Weekend brunch for 13 October 2019

News and view from around the web

Image credit: Wally Gobetz/flickr (CC BY-NC-ND 2.0)

[WB1] Harris County Commissioners Jack Cagle and Steve Radack voted with their feet this week, skipping a meeting scheduled by the Democratic leadership of Harris County to raise property taxes outrageously without any hint of a plan to spend the new windfall. Thanks to a provision in state law that requires a quorum of four members for such a maneuver, the absence of Cagle and Radack broke quorum and the tax increase did not take place.

[WB2] Another week, another Houston Way scandal at City Hall: Greg Groogan reports for KRIV-26 that City Controller Chris Brown, supposedly the city’s financial watchdog, profited handsomely from a land deal involving the City of Houston. Brown conveniently neglected to share any details with those who voted on the deal, drawing criticism.

The Houston Way has long been a term we’ve used to describe ways in which the Houston ruling class (and those connected with them) manages to profiteer through their positions, at the expense of taxpayers, transparency, ethics, etc. The current group of local leaders have taken The Houston Way to a whole new level in recent years.

[WB3] Speaking of The Houston Way, various mayoral candidates (and others) continued to criticize Mayor Sylvester Turner over his effective creation of a non-competitive, non-transparent, $95,000/year “internship” for a special friend. The Houston Chronicle editorial board, certainly masters of irrelevancy, say none of those concerns are relevant and you shouldn’t worry yourself thinking about them. We agree – you really shouldn’t spend precious time thinking about most anything that editorial board instructs you to do.

[WB4] Angela Blanchard, one prominent member of the Houston ruling class, suggests you’re a racist if you criticize the Houston Way or the patronage culture described above.


Sorry, Miss Blanchard – we just call stink on things that smell. It’s a different sense that doesn’t involve color.

[WB5] The City of Houston’s mayoral staffers spend a lot of their day campaign-tweeting, by the way. Here are a few examples from the past week.

How is this of value to Houston taxpayers?

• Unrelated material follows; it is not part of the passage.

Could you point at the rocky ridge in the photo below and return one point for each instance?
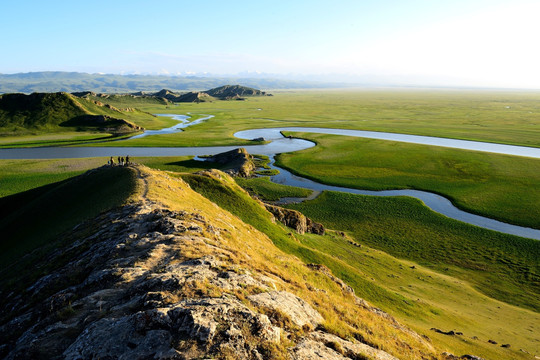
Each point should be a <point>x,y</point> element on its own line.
<point>149,281</point>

Maybe do some real work for the city on taxpayer time instead of… that?

[WB6] The 2019 murder rate in Houston is outpacing last year’s murder rate, the Houston Chronicle begrudgingly reports (following their earlier “fact check” of candidate claims regarding crime, which has largely fallen apart as 2018 statistics have become available – see WB2).

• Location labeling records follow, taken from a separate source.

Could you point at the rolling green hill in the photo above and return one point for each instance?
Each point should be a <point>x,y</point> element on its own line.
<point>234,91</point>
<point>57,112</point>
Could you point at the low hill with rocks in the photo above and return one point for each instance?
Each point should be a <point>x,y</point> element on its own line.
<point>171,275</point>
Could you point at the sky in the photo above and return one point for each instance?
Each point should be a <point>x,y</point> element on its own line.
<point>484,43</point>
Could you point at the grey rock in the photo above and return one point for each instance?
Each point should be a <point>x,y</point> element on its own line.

[WB7] The Chronicle reports that candidates for office in the City of Houston continue to be creative (or deceptive, depending on your perspective) when it comes to their residency.

[WB8] The Harris County Flood Control District is moving to reclaim some property tracts that will be required for flood control projects but have been (inadvertently or purposely) claimed by area homeowners over the years.

[WB9] The New York Times (not the local newspaper) reports on the plight of renters two years after Hurricane Harvey, and the class-action lawsuit they filed in Corpus Christi federal court on Friday.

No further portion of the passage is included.